** 7/31/2020 CryptoK shares his story of using the RKC cracking tool with fellow competitors during a war story exchange with LostboY. Full stream available on LostboY's twitch stream. **
** 8/4/2016 The source code referenced here was released at DefCon24 and is now available at github **

Uber Badge Puzzles

It was a normal weekend for me -- sitting at my computer, looking out from my second story apartment window as cars came and went; glancing inquisitively back and forth between my monitor and my newly acquired prize. My team (MLF) had won the badge challenge at Defcon 20 and I had received an Uber badge as the prize. This year, the badge featured a puzzle on its reverse, to be solved after the con by curious hackers. I had been working on the puzzle on and off since the con but had made no progress yet. It was November, and I was on the verge of a breakthrough.

One Time Pad

The One Time Pad (OTP) is a simple theoretical cipher system in which a plaintext is encrypted by a random one-time-use key of equal length to the plaintext. The ciphertext is calculated using an invertible function (generally modular addition or bitwise XOR) that is applied byte by byte (or character by character) in order to combine each plaintext byte with its corresponding key byte (c[i] = (p[i] + k[i]) mod 26). The system achieves perfect security if the key is truly random and is never reused; that is, decryption is absolutely impossible given only the cipher text. This is easily demonstrable: For any given OTP ciphertext and arbitrarily chosen plaintext of equal length, it is trivial to generate a key of length equal to the ciphertext that, when used to decrypt the ciphertext, would result in the chosen plaintext. It is impossible to validate potential decryptions without knowledge of the original plaintext.
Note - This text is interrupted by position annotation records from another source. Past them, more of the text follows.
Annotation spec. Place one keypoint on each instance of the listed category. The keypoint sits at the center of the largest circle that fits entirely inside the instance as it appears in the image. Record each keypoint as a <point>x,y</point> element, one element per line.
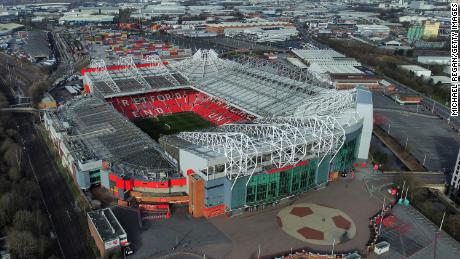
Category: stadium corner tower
<point>273,136</point>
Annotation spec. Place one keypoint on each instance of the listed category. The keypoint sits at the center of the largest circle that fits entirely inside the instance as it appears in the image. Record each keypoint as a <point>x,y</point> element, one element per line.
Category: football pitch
<point>171,124</point>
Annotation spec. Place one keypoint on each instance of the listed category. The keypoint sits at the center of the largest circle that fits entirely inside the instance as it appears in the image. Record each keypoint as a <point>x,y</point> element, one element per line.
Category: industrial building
<point>263,34</point>
<point>274,135</point>
<point>373,30</point>
<point>219,28</point>
<point>427,30</point>
<point>85,18</point>
<point>324,64</point>
<point>106,231</point>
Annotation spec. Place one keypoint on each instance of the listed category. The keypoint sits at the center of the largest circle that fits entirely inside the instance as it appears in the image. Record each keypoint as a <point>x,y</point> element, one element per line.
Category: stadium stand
<point>154,104</point>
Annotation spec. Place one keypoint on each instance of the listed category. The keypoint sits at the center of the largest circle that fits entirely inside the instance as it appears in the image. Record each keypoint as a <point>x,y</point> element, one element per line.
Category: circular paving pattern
<point>316,224</point>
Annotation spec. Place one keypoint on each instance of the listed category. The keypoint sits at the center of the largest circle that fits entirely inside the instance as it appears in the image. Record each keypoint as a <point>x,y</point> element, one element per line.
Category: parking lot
<point>429,139</point>
<point>413,236</point>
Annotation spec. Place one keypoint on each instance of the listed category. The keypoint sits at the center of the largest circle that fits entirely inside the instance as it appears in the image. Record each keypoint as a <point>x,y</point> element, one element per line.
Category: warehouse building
<point>373,30</point>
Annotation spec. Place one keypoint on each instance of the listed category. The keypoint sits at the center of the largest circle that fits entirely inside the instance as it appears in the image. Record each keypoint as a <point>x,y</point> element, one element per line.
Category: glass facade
<point>267,188</point>
<point>345,158</point>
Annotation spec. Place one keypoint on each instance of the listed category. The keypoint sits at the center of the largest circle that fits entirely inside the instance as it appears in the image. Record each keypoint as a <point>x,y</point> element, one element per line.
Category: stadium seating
<point>174,101</point>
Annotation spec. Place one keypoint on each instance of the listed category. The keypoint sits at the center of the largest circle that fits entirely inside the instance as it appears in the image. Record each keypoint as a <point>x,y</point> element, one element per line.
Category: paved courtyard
<point>316,224</point>
<point>241,236</point>
<point>252,230</point>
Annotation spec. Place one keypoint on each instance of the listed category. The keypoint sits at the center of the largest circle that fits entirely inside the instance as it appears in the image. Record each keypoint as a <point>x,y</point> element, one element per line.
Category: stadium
<point>222,135</point>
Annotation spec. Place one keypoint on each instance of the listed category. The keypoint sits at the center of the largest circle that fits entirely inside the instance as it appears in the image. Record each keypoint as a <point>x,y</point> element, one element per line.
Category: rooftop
<point>106,224</point>
<point>99,130</point>
<point>414,68</point>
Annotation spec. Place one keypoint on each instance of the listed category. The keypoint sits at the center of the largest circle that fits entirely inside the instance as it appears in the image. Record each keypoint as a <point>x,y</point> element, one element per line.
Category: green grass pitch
<point>171,124</point>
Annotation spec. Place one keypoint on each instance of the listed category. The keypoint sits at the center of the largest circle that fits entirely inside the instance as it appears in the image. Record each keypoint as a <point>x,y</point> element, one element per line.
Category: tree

In practice, OTP is impractical: storage and protection of the key is unruly for any real applications. Rather, many stream cipher systems such as RC4 attempt to emulate OTP by using Pseudo-Random Number Generators (PRNGs) to approximate a random key.

Running Key Cipher

Another play on OTP is the Running Key Cipher (RKC). In RKC, a non-random stream is chosen as the key such as a sentence or passage from a book or song lyrics. Like OTP, the ciphertext has no similarities to the plaintext except in length; and without knowledge that the text was encoded with a non-random key, the perfect secrecy properties of the cipher remain in-tact: given a cipher text, any key can be generated to produce a chosen plaintext. Unlike OTP, it is easy to rule out invalid plaintexts since their corresponding keys will likely not be intelligible.

This is the weakness of RKC: Given a ciphertext that was generated as a combination of two natural language texts, knowledge of the statistical model of the used plaintext and key languages is sufficient for decryption.
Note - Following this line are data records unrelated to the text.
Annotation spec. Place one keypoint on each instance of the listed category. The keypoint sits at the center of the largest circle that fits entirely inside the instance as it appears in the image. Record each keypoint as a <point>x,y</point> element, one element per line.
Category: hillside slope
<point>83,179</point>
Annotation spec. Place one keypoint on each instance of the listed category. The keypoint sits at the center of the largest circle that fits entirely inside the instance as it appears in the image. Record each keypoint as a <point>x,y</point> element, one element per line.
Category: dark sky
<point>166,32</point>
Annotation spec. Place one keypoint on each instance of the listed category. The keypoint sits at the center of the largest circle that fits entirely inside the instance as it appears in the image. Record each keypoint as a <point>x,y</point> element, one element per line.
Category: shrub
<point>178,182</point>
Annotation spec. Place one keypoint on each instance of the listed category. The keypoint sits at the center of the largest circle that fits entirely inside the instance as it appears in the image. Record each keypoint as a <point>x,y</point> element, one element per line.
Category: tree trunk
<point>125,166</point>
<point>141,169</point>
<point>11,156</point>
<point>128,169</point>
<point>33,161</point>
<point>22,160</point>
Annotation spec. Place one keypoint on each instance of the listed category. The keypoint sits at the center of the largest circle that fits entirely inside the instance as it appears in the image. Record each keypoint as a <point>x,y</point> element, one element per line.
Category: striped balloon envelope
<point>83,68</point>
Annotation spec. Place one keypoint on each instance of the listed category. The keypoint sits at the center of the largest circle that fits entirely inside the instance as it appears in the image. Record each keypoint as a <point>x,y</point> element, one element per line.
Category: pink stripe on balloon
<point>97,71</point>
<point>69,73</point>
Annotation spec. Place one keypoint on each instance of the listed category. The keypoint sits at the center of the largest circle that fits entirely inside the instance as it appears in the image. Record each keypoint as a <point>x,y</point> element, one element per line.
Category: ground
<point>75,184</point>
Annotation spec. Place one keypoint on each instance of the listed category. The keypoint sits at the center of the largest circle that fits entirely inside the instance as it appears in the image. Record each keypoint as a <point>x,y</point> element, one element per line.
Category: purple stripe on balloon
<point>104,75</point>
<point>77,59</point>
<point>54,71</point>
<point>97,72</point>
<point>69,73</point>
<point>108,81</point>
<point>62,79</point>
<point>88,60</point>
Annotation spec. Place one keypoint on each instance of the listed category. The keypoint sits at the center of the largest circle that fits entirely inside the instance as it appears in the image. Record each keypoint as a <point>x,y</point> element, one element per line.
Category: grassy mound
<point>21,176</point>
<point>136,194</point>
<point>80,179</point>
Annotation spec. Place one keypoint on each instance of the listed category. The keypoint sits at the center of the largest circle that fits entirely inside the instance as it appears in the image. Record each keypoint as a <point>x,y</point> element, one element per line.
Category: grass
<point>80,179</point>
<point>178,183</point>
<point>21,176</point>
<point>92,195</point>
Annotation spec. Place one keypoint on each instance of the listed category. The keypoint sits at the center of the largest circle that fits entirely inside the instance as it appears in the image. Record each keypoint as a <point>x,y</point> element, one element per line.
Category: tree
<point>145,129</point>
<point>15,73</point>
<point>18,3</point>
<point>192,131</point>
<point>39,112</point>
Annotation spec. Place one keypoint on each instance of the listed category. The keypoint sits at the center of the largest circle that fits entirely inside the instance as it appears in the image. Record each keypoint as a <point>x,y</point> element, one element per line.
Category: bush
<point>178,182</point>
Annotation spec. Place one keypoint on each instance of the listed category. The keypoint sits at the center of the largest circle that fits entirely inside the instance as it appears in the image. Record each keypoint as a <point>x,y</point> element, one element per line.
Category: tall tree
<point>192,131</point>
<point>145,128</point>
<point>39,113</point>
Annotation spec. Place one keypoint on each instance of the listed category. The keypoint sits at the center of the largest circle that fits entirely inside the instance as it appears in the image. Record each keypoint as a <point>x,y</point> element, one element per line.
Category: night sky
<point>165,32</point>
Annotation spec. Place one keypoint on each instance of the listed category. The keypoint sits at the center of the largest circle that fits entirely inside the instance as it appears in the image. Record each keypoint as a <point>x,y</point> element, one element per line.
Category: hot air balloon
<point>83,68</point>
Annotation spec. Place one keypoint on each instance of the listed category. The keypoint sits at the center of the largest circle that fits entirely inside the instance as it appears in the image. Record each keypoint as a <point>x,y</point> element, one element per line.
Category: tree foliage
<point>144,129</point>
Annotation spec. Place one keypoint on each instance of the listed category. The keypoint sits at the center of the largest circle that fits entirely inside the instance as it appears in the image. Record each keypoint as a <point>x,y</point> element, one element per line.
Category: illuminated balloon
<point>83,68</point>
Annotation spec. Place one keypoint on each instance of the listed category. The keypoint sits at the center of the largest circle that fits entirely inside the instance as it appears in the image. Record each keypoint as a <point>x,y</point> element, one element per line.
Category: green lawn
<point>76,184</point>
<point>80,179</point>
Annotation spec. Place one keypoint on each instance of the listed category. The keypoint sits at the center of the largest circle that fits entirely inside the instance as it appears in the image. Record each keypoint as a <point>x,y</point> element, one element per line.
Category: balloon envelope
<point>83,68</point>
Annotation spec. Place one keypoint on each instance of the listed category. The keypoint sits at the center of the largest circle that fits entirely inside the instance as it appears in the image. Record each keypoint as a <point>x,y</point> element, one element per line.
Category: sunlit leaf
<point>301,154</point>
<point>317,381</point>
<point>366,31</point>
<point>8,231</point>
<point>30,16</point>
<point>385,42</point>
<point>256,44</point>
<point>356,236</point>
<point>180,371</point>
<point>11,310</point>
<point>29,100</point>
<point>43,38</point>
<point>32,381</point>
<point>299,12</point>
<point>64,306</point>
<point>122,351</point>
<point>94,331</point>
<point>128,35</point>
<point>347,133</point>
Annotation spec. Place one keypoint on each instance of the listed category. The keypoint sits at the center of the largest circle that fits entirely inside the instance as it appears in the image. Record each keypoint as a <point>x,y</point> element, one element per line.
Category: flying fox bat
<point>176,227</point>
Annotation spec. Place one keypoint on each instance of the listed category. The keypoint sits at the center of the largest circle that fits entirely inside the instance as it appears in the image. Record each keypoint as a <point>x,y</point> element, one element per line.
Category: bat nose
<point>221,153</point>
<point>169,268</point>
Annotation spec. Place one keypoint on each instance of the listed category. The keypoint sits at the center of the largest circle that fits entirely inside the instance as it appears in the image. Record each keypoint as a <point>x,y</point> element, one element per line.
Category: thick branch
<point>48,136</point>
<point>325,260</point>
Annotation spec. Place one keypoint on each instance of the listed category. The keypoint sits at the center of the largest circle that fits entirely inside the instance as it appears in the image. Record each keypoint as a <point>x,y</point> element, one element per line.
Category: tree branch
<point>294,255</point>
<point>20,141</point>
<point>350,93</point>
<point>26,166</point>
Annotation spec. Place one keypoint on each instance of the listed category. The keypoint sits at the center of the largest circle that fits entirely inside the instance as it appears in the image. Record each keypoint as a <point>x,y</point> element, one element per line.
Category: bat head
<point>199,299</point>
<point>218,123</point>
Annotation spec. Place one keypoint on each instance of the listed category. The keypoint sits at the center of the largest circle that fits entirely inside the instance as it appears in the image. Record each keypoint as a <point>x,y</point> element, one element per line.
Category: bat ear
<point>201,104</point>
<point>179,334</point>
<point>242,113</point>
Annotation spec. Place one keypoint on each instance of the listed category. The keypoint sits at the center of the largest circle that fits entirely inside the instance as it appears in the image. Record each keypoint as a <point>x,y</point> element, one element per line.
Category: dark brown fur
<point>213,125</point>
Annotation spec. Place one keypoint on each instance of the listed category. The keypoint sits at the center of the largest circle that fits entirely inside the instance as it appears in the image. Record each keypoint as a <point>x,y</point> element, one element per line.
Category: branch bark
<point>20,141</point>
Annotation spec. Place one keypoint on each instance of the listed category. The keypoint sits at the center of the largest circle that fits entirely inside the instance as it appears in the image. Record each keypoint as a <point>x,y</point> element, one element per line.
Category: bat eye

It is worth mentioning here that in RKC, it is generally true that decryption of the ciphertext using the key will result in the plaintext, and decryption of the ciphertext using the plaintext will result in the key. Because both key and plaintext appear as readable text, it is impossible beyond intuition to know which the cipher creator intended as the plaintext and which they intended as the key – intuition would select the more familiar text as the key. (Technical aside: this is true if an abelian function is used for encryption such as addition or XOR where A + B == B + A. Matrix multiplication, for example, may not have this property).



Cribbing

A common attack on RKC is cribbing. Given the knowledge that both the plaintext and key are, for example, English; it should be possible to choose a word or phrase that one believes is likely to appear in the plaintext (or key) and iterate over the ciphertext looking for decryptions that appear to also be English. When a promising decryption is found, the crib and its decryption are accepted as candidates for the plaintext and key. Additionally, in the likely event that word boundaries do not line up in the plaintext and key, it may be possible to derive additional characters by completing partially decoded words or phrases (e.g. “migh” will likely be followed by “t” possibly “ty”; “once upon a” could be followed by “time”). By repeating this process, it may be possible to discover large portions of the plaintext and key. Combining results across many cribs, one will eventually derive the plaintext.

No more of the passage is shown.